Problem Statement
Given an input string s and a pattern p, implement regular expression matching with support for '.' and '*' where: '.' Matches any single character. '*' Matches zero or more of the preceding element. The matching should cover the entire input string (not partial). Example 1: Input: s = "aa", p = "a" Output: false Explanation: "a" does not match the entire string "aa". Example 2: Input: s = "aa", p = "a*" Output: true Explanation: '*' means zero or more of the preceding element, 'a'. Therefore, by repeating 'a' once, it becomes "aa". Example 3: Input: s = "ab", p = ".*" Output: true Explanation: ".*" means "zero or more (*) of any character (.)". Constraints: 1 <= s.length <= 20 1 <= p.length <= 20 s contains only lowercase English letters. p contains only lowercase English letters, '.', and '*'. It is guaranteed for each appearance of the character '*', there will be a previous valid character to match.
Java Solution
You can solve this problem using dynamic programming. Here’s a Java solution for the given problem:
public class RegularExpressionMatching {
public static boolean isMatch(String s, String p) {
int m = s.length();
int n = p.length();
// dp[i][j] represents whether the first i characters in s match the first j characters in p
boolean[][] dp = new boolean[m + 1][n + 1];
// Empty pattern matches empty string
dp[0][0] = true;
// Handle patterns with '*'
for (int j = 1; j <= n; j++) {
if (p.charAt(j - 1) == '*') {
dp[0][j] = dp[0][j - 2];
}
}
// Build the dp array
for (int i = 1; i <= m; i++) {
for (int j = 1; j <= n; j++) {
char sChar = s.charAt(i - 1);
char pChar = p.charAt(j - 1);
if (pChar == sChar || pChar == '.') {
dp[i][j] = dp[i - 1][j - 1];
} else if (pChar == '*') {
dp[i][j] = dp[i][j - 2] || (dp[i - 1][j] && (sChar == p.charAt(j - 2) || p.charAt(j - 2) == '.'));
}
}
}
return dp[m][n];
}
public static void main(String[] args) {
// Example 1
System.out.println(isMatch("aa", "a")); // Output: false
// Example 2
System.out.println(isMatch("aa", "a*")); // Output: true
// Example 3
System.out.println(isMatch("ab", ".*")); // Output: true
}
}
In this solution, the dp array is used to store whether the first i characters in string s match the first j characters in pattern p. The algorithm iterates through the characters in s and p, updating the dp array based on the matching conditions. The final result is stored in dp[m][n], where m and n are the lengths of the input strings s and p. The examples in the main method demonstrate the usage of the function with the provided test cases.
Python Solution
def isMatch(s, p):
m, n = len(s), len(p)
# dp[i][j] represents whether the first i characters in s match the first j characters in p
dp = [[False] * (n + 1) for _ in range(m + 1)]

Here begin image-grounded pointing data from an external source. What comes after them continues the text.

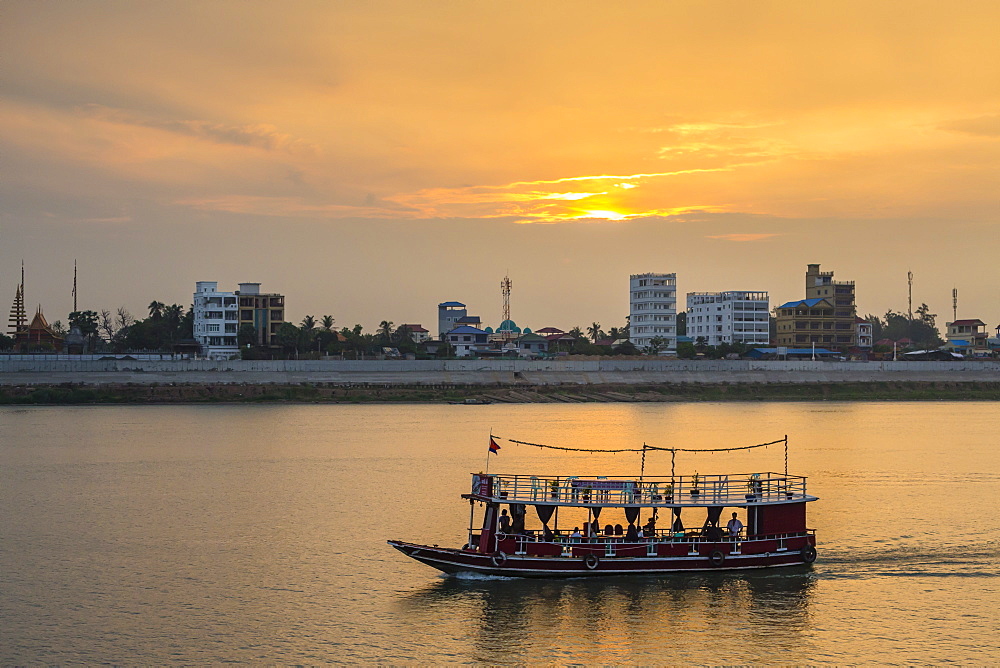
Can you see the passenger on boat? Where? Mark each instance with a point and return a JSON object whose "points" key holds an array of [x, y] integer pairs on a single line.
{"points": [[735, 526]]}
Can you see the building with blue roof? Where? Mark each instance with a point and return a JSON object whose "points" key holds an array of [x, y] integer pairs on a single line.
{"points": [[827, 316]]}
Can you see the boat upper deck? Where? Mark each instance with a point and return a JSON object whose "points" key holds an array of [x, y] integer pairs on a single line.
{"points": [[741, 489]]}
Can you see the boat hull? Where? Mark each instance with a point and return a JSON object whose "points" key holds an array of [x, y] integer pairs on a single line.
{"points": [[451, 560]]}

# Empty pattern matches empty string
dp[0][0] = True
# Handle patterns with '*'
for j in range(1, n + 1):
if p[j - 1] == '*':
dp[0][j] = dp[0][j - 2]
# Build the dp array
for i in range(1, m + 1):
for j in range(1, n + 1):
s_char = s[i - 1]
p_char = p[j - 1]
if p_char == s_char or p_char == '.':
dp[i][j] = dp[i - 1][j - 1]
elif p_char == '*':
dp[i][j] = dp[i][j - 2] or (dp[i - 1][j] and (s_char == p[j - 2] or p[j - 2] == '.'))
return dp[m][n]
# Example 1
print(isMatch("aa", "a")) # Output: False
# Example 2
print(isMatch("aa", "a*")) # Output: True
# Example 3
print(isMatch("ab", ".*")) # Output: True
This Python code follows the same dynamic programming approach as the Java solution. The isMatch function returns True if the entire input string s matches the pattern p, and False otherwise. The examples at the end demonstrate the usage of the function with the provided test cases.